The other violation charged here involves possession of pornographic images in quantities apparently rarely equaled. As explicated in Ashcroft, the primary evil here is the creation of a market for the production of images involving the evils already briefly described. Since possession carries a maximum sentence of ten years, it does not figure as significantly in sentencing controversy. But it, as well as other child pornography offenses, leads to the issue that has involved almost unlimited speculation but few conclusions: does violation of the child pornography statutes predict actual physical child abuse, which most analysts regard as the most dangerous evil of this complex. In the present case, there was no evidence that the defendant had committed physical child abuse and, although the district court raised the issue whether the pornography offenses pointed in that direction, left the question as undemonstrated or at least unproven. The district court thus followed in the wake of numerous opinions in many circuits that have speculated, called for more research or merely assumed what seemed likely conclusions. Several courts of appeals have begun to more aggressively review these cases for substantive reasonableness. See, e.g., United States v. Apodaca, 641 F.3d 1077 (9th Cir.2011); United States v. Dorvee, 616 F.3d 174 (2d Cir.2010); see also United States v. Grober, 624 F.3d 592, 603–10 (3d Cir.2010).

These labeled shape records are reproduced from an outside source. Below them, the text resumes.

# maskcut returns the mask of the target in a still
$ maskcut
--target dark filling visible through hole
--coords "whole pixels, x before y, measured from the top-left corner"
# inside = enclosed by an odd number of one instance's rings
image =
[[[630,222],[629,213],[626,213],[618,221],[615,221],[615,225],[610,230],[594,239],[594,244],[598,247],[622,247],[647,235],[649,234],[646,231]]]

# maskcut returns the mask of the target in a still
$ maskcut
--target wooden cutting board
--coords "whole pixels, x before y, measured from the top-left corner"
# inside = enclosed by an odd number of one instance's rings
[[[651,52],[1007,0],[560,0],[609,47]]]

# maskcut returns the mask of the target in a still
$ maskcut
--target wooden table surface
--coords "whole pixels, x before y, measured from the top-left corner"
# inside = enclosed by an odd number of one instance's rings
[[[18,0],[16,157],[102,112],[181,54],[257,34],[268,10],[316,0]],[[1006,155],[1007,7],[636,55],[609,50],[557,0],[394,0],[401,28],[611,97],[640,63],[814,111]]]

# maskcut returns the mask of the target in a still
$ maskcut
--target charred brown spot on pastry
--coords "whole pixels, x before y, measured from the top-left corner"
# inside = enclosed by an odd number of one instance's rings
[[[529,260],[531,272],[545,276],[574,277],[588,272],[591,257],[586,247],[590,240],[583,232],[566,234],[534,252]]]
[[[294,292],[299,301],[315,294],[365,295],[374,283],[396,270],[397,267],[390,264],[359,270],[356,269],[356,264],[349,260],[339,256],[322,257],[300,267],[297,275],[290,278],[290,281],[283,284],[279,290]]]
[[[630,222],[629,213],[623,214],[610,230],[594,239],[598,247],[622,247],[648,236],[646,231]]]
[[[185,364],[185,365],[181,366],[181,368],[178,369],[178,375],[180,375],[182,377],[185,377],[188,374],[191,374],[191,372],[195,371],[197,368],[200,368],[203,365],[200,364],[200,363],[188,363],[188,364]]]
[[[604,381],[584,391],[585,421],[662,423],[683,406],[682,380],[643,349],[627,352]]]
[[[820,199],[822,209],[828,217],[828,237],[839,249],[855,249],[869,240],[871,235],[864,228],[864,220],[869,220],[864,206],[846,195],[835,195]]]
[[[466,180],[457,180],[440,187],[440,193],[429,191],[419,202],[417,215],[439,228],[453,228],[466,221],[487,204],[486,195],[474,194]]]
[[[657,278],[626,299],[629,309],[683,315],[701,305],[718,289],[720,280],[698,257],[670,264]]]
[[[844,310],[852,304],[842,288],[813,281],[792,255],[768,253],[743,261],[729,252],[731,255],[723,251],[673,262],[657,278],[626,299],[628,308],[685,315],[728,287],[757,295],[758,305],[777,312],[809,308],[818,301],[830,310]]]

These are only some of the issues presented here, and generally in these child pornography cases about which the guidelines and other sources of authority provide little guidance and about which there is almost inevitable speculation but facts or solid conclusions are hard to come by. Under these circumstances uniformity cannot be achieved and justice is elusive. All the responsible contributors to the sentencing process need to focus on a better provision of reasonable standards as to the issues I have mentioned and many others presented by these multifarious crimes.